According to Blakey, the new NTSB Academy near Washington Dulles Intern-ational Airport, which will open in the fall next year, will provide the Safety Board with a “terrific opportunity” to adapt to and keep abreast of technological advancements and allow it to expand its lab facilities and bring in new equipment and tools.
“It gives us an excellent platform not only for sharing our knowledge–with accident investigators worldwide, first responders, law enforcement, firefighters and others we need to work with at the site of an accident–but it also gives us a platform for bringing expertise and resources and will help us strengthen our cooperative relationships with industry, academia and other government agencies,” she said.
Blakey said she agrees with the Rand Report that the NTSB’s “party process” of having outsiders, such as component manufacturers and operators, participate in an investigation generally works, and she believes that “a healthy level of tension” built into the party process results in high-quality results.

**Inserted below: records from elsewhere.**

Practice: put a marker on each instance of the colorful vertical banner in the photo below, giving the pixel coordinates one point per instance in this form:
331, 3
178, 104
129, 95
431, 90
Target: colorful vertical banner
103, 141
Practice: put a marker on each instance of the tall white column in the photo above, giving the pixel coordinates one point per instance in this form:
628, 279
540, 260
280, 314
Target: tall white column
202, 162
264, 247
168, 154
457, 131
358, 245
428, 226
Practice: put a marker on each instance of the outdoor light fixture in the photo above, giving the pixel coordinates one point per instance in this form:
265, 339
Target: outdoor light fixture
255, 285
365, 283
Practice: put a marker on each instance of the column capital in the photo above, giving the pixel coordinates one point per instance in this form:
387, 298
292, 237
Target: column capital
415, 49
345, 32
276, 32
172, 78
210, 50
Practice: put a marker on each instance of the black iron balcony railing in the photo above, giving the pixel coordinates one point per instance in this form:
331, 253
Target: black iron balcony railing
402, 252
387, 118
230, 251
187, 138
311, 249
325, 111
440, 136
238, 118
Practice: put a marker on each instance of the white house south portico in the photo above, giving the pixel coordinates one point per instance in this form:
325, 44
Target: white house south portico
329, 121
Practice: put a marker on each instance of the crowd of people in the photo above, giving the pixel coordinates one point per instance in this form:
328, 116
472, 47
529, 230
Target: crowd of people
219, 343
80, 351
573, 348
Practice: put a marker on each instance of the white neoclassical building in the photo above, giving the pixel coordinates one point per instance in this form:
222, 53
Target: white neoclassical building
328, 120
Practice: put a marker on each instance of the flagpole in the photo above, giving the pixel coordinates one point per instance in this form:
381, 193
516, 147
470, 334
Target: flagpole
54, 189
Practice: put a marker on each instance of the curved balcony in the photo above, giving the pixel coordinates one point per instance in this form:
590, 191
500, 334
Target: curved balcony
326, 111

And while the “rough and tumble” of the meetings and hearings can sharpen arguments and focus issues, she is troubled that “dueling press conferences, hallway leaks, disinformation and excessively partisan behavior” at the witness tables have threatened to politicize the process.
“I’m told that this characterized more than one hearing of the past few years, and our most recent hearing on Emery Air Freight had to be adjourned because some of the witnesses were less than forthright with important information,” Blakey recalled. “The party process works as long as all the parties realize what a rare and unusual approach it is, and that they appreciate the kind of responsibility it places on every organization involved. And it should be very clear to all that the NTSB must call the shots on the contentious issues.”